Last week UK Finance published their annual fraud report ‘Fraud the Facts 2019’. This year’s report noted that authorised push payment fraud was up by 44% – so what does this leap in the statistic actually show? And how does it fit into the wider context of industry concerns and actions around this type of scam?
An Increase in Authorised Push Payment Fraud – or Just More Reporting?
UK Finance only started collecting data for publication on push payment scams in 2017. In this year’s report, they’ve provided a wealth of information on the different guises this fraud can take and have split the reporting figures into two categories, those where individuals were the victims and those where it was businesses.
What we don’t know in any detail is where they gathered their statistics from. The report states that four additional UK Finance members have been reporting since January 2018. Depending on the size and customer base of those four new reporters, it is credible that the 44% increase comes from more reporting rather than more fraud.
On the other hand, it’s likely that push payment fraud is significantly under-reported. Reporting relies on it having been investigated or indeed reported to the bank by the victim.
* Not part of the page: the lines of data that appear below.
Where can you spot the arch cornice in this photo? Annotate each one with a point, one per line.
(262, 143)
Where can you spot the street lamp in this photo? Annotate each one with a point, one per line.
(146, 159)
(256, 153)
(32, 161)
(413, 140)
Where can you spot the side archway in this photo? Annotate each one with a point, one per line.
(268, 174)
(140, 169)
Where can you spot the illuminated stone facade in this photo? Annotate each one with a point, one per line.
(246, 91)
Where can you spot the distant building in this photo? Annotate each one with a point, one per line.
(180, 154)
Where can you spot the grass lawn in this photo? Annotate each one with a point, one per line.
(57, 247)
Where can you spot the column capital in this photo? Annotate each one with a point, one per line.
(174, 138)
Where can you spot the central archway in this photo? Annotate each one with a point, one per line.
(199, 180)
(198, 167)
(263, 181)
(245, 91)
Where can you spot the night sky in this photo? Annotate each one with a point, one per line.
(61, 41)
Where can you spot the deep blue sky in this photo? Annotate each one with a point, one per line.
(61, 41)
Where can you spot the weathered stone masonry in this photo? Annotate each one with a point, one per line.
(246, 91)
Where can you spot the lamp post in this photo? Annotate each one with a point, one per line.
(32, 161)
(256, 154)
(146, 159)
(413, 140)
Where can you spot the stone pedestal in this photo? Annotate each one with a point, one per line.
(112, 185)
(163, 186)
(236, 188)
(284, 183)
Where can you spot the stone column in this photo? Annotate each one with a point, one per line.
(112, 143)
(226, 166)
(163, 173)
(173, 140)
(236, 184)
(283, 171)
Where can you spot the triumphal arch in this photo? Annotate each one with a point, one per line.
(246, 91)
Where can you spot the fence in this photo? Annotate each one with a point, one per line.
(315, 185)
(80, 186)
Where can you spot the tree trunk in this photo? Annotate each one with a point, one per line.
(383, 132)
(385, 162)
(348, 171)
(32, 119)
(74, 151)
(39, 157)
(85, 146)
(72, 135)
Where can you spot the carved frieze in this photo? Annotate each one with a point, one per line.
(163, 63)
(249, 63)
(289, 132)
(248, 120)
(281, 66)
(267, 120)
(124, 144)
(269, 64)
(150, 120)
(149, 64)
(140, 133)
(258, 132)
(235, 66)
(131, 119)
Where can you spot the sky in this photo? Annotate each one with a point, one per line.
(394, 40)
Many victims, realising that they have been tricked into paying a fraudster, may be too embarrassed to report it. It would be interesting to know if banks accept every case reported to them as authorised push payment fraud and include the cases in these statistics. If a bank determines, rightly or wrongly, that it’s actually a case of buyer’s remorse, do they exclude the case from the reported statistics?
It is noticeable that authorised push payment scams against individuals (78,215 cases) are significantly more frequent than those against businesses (6,408). Without understanding the makeup of the banks that contributed to this report, it is difficult to determine if this is an under-representation of the fraud against businesses because those banks reporting predominantly serve consumers.
How Do We Fight Authorised Push Payment Fraud?
Reducing authorised push payment fraud is not easy, and the UK Finance Annual Fraud Report lays out ways in which the industry is looking to tackle it. FICO customers have had significant success in reducing authorised push payment fraud using our machine learning and analytics, in some cases lowering cases by as much as a third.
While some industry initiatives are moving ahead quickly, others are stalled. For example, the Confirmation of Payee Service, initially due to be in place by July of this year, has been delayed due to the complexities of the IT required. While It is likely that this service will reduce authorised push payment fraud against individuals if not that against businesses, it’s now very unlikely to be in place to prevent cases in 2019.
Another industry initiative, the Contingent Re-imbursement Model, sets out circumstances where banks will refund those who have been scammed out of funds. If this encourages banks to take steps to improve their processes and technology, it could see cases of authorised push payment fraud decline. However, if it just means the bank loses rather than the scammed individual or business, all it does is shift the liability.
It is also possible that in 2019 authorised push payment fraud could become more attractive to fraudsters. PSD2 and the mandatory use of Strong Customer Authentication makes significant steps to stop other types of payment fraud. We know that fraudsters rarely just go away. With better protection stopping unauthorised payments, they may switch their attentions to authorised push payment fraud, which isn’t protected by Strong Customer Authentication.
My prediction is that we will see another increase in push payment fraud during 2019. This will partially be down to more reporting (PSD2 also makes reporting it mandatory) but also due to an underlying increase as fraudsters go after what is still low-hanging fruit.